The Weekly Round Up: Chemical castration, historic deportations, and excommunication
28 May 2025
In the news
The Ministry of Justice’s plan to roll out the chemical castration of convicted sex offenders has met with academic criticism, legal warnings, and comparisons to controversial schemes in other jurisdictions. The programme, announced this week by justice secretary Shabana Mahmood, is set to be piloted in twenty prisons in England and Wales as one of a number of “radical” reforms proposed in former Lord Chancellor David Gauke’s Independent Sentencing Review. Professor David Grubin of Newcastle University joined other forensic psychiatry experts expressing scepticism of the measure, saying that, although it was likely to reduce reoffending rates significantly, its “mandatory element” was “very unethical and… most doctors I know would be resistant to it.” Similar ‘Anti-Libidinal Intervention’ (ALI) schemes have been been introduced on a voluntary basis in Denmark and Germany, and mandatorily in Poland and Moldova – in the latter case, lasting for barely one year, before the country’s constitutional court quashed the measure for what it ruled as its fundamental human rights infringements. ALI programmes elsewhere have seen widespread condemnation from human rights organisations, including Amnesty International and the European Committee for the Prevention of Torture, citing in particular their violation of European Convention Articles 3 (prohibition of degrading punishment), 8 and 12 (right to private life and to found a family).

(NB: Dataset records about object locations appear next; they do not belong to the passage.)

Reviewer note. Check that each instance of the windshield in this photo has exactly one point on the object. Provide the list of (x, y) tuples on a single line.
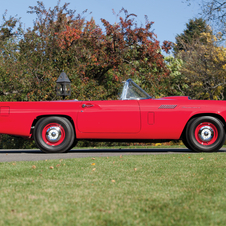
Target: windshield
[(131, 91)]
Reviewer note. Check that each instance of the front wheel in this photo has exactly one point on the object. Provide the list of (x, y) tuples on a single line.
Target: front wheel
[(54, 134), (205, 134)]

Marcus Johnstone of PCD Solicitors has said that the current proposals for ALIs in the UK would lead to challenges in the courts.

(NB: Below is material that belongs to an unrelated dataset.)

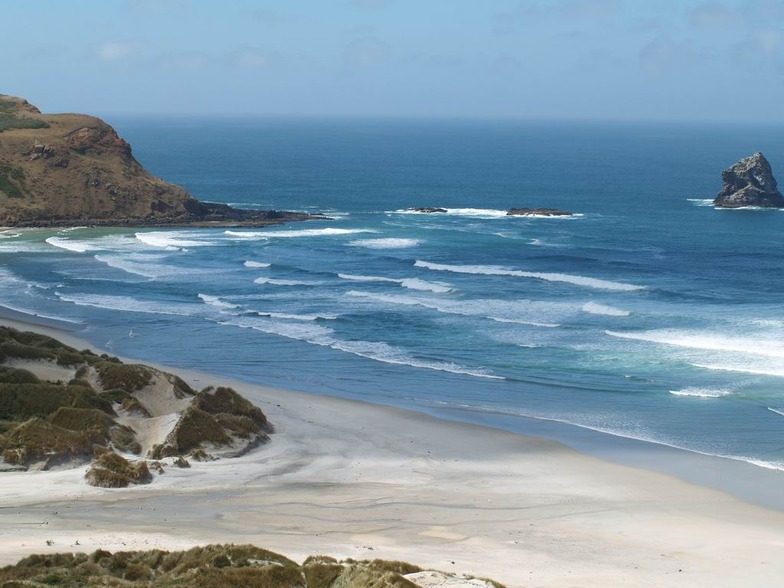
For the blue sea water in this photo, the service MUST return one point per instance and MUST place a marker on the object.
(649, 314)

On 22 May the UK Government finalised a treaty restoring the Chagos Islands (pictured) to Mauritius, following years of negotiations and a last-minute High Court challenge from two former residents of Diego Garcia – the largest of the islands, still exempted from resettlement on account of it housing a UK-US military base. The Indian Ocean archipelago was purchased by the UK in 1968. Its entire population was then forcibly displaced, with British Indian Ocean Territory Immigration Ordinance 1971 making it a criminal offence for any Chagossian to remain or return. This week’s development follows twenty-five years of the Islanders’ right to return being fought through the High Court (2000), House of Lords (2008), European Court of Human Rights (2012), Supreme Court (2016) and International Court of Justice (2019). Human Rights Watch have called the episode an “appalling colonial crime”, holding that the UK may be liable for the crimes against humanity of “deportation or forcible transfer of a population”, and “persecution on the grounds of racial, ethnic or other grounds” (Articles 7(d) and 7(h) of the Rome Statute of the International Criminal Court). The latest announcement has met with a mixed response from Chagossian campaign groups, with Chagossian Voices denouncing the continued military occupation of Diego Garcia, as well as the wide discretion given to Mauritius in the implementation of the Islanders’ resettlement.
In the courts
The Court of Appeal has held that an appellant’s Article 10 (freedom of expression) right to speak out against the church from which he was excommunicated did not extend to his breach of an undertaking not to make offensive comments about his family members. In Lance Jamieson Christie v Weavabel Group Ltd ([2025] EWCA Civ 644), Mr Christie appealed against a suspended two-week prison sentence for contempt of court, following his breach of an undertaking made in November 2023 not to “make any derogatory comments” about his estranged wife and children – from whom he was cut-off by his excommunication from the Plymouth Brethren Christian Church in 2017 – through 59 alleged contempts widely communicated by email and on YouTube. Mr Christie had submitted that the findings of contempt would have a “chilling effect” upon his freedom to wage an online campaign against the beliefs and practices of the Plymouth Brethren, of which his ex-wife and sons incidentally remained members. Coulson LJ held that a plea of Article 10 was untenable as a defence to contempt of court; that the rights of Mr Christie’s sons and their mother outweighed his under Article 10; and that the two-week sentence was “generous”. “There is a world of difference between, on the one hand, writing articles and expressing trenchant views about the [Plymouth Brethren], and, on the other, making derogatory remarks about your ex-wife and children.”